Marital matters can be a challenge to everyone. When your relationship is going well, things are brilliant, but once they are going badly it is a very different story. Prolonged periods of bad relationship experiences can lead a couple to drift apart. When they do, it is time to involve legal representatives to prevent a bad situation from getting any worse.
Whether you are going through a divorce, a separation, or simply dividing your combined assets, understanding the settlement process is crucial for all parties. This article seeks to explore the key aspects of the settlement process in relation to marriage. This should shed light on the steps you can take to protect yourself in a legal sense.
The Importance of Reaching a Settlement
When you first decide that you want to break from your significant other, you must talk through your decision with them if it is safe to do so. The more amicable your separation is, the better it will be for all involved.
The settlement process refers to the stages after this, when you and your former partner must decide on how to split the assets gained during your time together. Sometimes this can be an easy process, while other times it can be extremely difficult – especially in cases where abuse was involved.

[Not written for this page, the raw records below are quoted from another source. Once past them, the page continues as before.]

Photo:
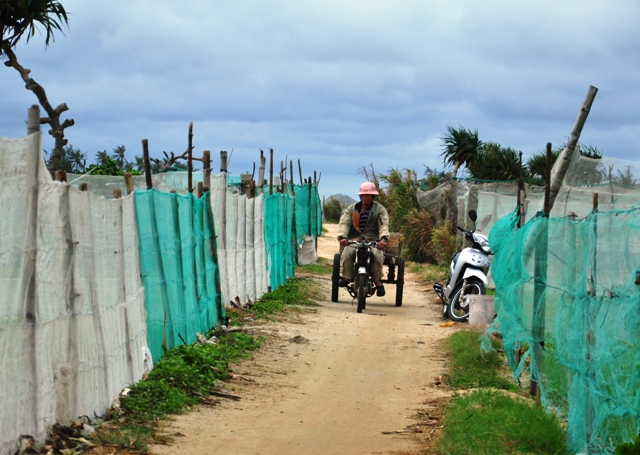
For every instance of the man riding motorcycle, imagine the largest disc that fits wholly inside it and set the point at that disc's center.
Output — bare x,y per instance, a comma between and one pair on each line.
366,220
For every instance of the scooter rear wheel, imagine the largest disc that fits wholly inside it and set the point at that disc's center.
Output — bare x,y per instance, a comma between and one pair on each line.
459,307
362,292
335,277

Deciding to settle for assets prevents a married couple having to go through the court systems to decide on how the assets will be split. Settling out of court saves time, money, stress, and emotional damage. You will need a specialist settlement solicitor if you intend to separate from your partner in a legal sense.
Stages of the Settlement Process
If you would like to successfully settle with your former spouse out of court, here are the stages of the settlement process which ought to make it easier for you.
1 – Find a Lawyer
If there is the slightest hint of contestation, then you will need a lawyer. There will be large assets, such as your house, car, and savings pot, which must be split. It can be difficult to negotiate these items with a spouse, especially if you are no longer on speaking terms. A lawyer can advocate on your behalf, acting as a middleperson so that you don’t have to deal with potential abuse.
2 – Gather Information
Your lawyer will tell you to start gathering information. This is essentially collecting evidence to support your claims. For example, if the marriage ends due to infidelity, you may be entitled to more than the cheating partner is. Evidence gathered in marital affairs can include things like property valuations, debts accrued, and statements of income. Be as honest as you can with your attorney at this stage to prevent slow results.
3 – Identify the Issues
Next, you will need a reason to file for divorce. If there has been cheating or abuse involved, this is an open and shut decision. If not, irreconcilable differences are a common option for divorce.
4 – Mediation
Once your spouse knows you are leaving, they must take part in the settlement process with you. This means your lawyer and their lawyer can sit down in a room with the two of you and discuss who gets what. Once the mediation stage is complete, your lawyer will draw up a settlement agreement.
5 – The Settlement Agreement
Once everyone agrees on what to do with the conjoined assets, the lawyers will draw up settlement agreements which reflect everything you have discussed. You can view this statement and sign it if you are happy. If you are not happy, you may return to the table with your lawyers and battle it out.
6 – Going to Court
If you or your spouse refuses to review and approve the settlement, you may have to go to court. This costs more money and confuses any children in the situation. Once it is reviewed and approved, the settlement agreement goes to court for a judge to witness. If it is not approved, all parties can go to court to argue their case and the judge will apportion assets.
It’s Best to Settle
Understanding settlement agreements leads to the understanding that going to court is a bad idea. Resolve your marital disputes out of court unless you really must. Judges are impartial and can be almost cruel in the division of assets. It is far better to settle amongst yourselves.